Sometimes called Woolsthorpe by Colsterworth, this attractive village in southwestern Lincolnshire is home to Woolsthorpe Manor, the birthplace of Sir Isaac Newton. It was in the orchard beside the manor house that Newton is thought to have had his revelation about the law of gravity. Woolsthorpe Manor is well worth a visit, but spare time for a wander through the pretty village.


The area was settled by the Romans beside Ermine Street, the major road linking London and Lincoln. Another Roman road called High Dyke runs nearby. The village is almost a suburb of nearby Colsterworth, whose name betrays its past as an enclosure for charcoal burners, but at the time of the Domesday Book, both villages had a separate entry.

The name Woolsthorpe comes from a combination of Old English and Scandinavian words meaning 'hamlet belonging to Wulfstan'. At the time of the Domesday Book, the village was held by the Archbishop of York.

Perhaps the oldest building in Woolsthorpe is Chapel House, at 22 Newton Way, which began as a 13th century chapel of ease to the local manor. Villagers who could not get to the church in Colsterworth could worship at the chapel.

The chapel also served as a place for travellers to rest overnight. It was converted into a private dwelling around 1800, which entailed clearing the surrounding burial ground of bones. Cartloads of bones had to be removed to create the current garden and roadway.

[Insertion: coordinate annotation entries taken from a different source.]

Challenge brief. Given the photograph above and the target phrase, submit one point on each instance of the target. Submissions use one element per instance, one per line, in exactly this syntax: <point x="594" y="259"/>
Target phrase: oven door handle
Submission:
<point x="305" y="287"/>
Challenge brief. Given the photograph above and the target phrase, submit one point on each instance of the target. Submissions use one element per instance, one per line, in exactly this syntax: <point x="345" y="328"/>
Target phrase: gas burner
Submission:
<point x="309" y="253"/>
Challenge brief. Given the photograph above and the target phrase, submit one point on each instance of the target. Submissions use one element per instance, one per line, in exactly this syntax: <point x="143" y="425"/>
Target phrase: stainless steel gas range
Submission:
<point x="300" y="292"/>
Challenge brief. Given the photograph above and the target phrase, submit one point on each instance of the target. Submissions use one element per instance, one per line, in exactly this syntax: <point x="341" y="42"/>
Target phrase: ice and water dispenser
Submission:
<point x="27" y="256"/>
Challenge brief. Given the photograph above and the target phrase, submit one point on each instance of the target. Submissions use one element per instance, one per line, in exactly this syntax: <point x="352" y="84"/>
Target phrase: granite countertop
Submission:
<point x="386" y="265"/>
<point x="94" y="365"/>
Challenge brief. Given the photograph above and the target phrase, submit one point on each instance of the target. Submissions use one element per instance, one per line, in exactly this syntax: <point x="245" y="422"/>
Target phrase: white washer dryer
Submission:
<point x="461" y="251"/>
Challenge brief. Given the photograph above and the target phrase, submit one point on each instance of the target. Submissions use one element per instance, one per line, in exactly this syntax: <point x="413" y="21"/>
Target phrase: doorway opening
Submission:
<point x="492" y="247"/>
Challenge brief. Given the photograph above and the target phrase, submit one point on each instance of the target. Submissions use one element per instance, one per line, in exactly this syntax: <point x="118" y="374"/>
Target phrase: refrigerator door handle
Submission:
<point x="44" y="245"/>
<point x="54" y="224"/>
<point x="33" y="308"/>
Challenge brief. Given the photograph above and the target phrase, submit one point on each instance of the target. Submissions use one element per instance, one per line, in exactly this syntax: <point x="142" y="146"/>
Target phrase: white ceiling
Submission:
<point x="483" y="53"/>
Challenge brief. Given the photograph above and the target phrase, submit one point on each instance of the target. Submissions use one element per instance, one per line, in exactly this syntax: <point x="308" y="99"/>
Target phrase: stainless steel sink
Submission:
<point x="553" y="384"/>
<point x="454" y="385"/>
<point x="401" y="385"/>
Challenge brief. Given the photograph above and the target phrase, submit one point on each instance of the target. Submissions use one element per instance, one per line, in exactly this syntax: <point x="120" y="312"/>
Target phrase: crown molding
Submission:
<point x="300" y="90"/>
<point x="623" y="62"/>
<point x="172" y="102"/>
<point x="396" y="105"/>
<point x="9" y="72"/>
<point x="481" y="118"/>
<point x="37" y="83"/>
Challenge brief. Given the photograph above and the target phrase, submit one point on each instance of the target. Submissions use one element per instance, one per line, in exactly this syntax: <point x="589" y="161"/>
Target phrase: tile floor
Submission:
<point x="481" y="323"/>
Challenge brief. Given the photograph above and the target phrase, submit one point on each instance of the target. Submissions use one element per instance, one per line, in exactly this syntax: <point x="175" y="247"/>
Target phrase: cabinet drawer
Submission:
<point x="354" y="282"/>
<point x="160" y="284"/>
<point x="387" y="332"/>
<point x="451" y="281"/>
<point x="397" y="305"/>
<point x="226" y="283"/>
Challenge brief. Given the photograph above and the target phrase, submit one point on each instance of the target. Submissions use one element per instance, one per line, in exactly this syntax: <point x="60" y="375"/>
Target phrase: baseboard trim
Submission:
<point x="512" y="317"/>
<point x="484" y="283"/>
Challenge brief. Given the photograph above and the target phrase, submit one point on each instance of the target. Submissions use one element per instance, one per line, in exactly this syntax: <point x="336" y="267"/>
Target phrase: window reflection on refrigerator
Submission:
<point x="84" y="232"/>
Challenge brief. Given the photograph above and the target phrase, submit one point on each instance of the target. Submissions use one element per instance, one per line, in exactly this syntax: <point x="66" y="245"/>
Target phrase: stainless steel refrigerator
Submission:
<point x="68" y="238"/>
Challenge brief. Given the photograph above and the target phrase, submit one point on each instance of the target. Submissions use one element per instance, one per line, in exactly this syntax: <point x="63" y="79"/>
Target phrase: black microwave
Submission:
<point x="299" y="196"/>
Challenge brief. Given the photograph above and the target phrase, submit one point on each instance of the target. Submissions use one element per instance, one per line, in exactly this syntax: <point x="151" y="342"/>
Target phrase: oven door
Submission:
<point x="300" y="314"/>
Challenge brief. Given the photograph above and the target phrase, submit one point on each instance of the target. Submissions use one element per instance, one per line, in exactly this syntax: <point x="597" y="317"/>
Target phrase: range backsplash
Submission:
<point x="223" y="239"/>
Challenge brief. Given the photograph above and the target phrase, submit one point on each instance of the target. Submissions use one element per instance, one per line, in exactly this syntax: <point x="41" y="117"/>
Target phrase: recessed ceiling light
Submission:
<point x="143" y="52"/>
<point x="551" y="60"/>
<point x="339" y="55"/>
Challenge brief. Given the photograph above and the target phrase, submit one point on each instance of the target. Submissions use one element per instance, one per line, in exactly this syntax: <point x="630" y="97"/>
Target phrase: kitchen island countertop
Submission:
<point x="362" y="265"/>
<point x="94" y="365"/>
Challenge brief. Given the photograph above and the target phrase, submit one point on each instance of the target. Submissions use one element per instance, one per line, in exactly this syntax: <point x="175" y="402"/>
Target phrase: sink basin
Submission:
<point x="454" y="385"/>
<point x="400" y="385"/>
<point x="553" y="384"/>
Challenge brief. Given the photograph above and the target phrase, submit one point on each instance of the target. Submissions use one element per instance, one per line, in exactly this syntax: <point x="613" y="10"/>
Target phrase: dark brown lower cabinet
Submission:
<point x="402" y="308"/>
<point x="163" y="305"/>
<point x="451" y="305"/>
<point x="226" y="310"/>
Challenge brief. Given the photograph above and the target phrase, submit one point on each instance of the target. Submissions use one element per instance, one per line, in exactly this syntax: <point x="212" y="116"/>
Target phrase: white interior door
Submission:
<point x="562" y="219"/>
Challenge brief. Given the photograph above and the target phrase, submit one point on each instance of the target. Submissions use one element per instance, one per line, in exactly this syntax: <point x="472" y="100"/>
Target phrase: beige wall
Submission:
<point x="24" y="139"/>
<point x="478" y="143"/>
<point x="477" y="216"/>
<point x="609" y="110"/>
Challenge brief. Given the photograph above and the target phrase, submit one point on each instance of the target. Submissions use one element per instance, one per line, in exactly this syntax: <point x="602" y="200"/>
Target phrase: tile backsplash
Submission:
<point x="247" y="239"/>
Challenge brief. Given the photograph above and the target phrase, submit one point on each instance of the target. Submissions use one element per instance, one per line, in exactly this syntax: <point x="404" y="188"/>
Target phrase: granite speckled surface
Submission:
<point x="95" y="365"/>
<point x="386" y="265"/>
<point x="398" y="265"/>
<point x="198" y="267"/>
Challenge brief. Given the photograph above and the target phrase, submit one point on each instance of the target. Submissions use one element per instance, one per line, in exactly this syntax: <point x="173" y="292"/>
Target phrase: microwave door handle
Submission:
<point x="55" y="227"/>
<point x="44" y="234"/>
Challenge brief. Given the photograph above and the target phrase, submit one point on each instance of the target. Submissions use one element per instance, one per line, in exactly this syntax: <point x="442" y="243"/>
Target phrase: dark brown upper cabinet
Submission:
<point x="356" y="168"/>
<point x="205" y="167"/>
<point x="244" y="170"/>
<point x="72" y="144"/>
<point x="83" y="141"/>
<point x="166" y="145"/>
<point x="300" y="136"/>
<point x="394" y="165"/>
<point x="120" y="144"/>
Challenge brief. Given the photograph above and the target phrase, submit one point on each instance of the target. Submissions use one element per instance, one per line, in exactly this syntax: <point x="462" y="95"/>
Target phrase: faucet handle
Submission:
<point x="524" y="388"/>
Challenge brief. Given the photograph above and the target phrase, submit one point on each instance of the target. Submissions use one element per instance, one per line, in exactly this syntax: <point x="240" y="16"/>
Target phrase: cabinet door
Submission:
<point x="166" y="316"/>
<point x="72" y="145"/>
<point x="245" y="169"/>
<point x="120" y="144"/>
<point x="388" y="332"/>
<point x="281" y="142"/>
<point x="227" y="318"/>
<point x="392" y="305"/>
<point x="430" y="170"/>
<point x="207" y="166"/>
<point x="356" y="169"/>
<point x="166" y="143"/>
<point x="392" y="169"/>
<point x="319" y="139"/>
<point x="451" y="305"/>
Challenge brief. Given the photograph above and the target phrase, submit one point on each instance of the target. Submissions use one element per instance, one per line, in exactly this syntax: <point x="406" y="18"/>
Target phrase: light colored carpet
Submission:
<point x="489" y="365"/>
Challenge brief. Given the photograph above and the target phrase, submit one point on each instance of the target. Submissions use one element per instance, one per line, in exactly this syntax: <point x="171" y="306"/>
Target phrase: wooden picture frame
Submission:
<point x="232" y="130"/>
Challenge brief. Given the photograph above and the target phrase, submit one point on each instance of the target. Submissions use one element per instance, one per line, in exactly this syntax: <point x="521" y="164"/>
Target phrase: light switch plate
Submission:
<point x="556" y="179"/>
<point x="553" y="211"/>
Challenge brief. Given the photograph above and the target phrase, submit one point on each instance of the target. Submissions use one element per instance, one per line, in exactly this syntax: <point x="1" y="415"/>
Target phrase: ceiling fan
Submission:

The River Witham runs between the two villages, with a low limestone ridge on either side.

When the Great York Road turnpike (later the Great North Road) was opened in 1752 Colsterworth became a major coaching stop, and boasted as many as 10 inns. The village hall is named in honour of Newton and was paid for by public subscription to honour the village's favourite son. There is no church in Wollsthorpe, so Newton was baptised in St John the Baptist church in Colsterworth.

The church dates to the Saxon period, though much of the early architecture was swept away in a Victorian restoration. One item was preserved, however; a stone sundial plate, which still bears the marks made by Isaac Newton at the age of nine. The young Newton cut the stone with his penknife, and it is now mounted on the wall under a wooden effigy to the great scientist.

There are very few amenities in Woolsthorpe itself; most are clustered in Colsterworth.

There is a second Woolsthorpe village in Lincolnshire, about 5 miles to the north-west, sometimes known as Woolsthorpe by Belvoir.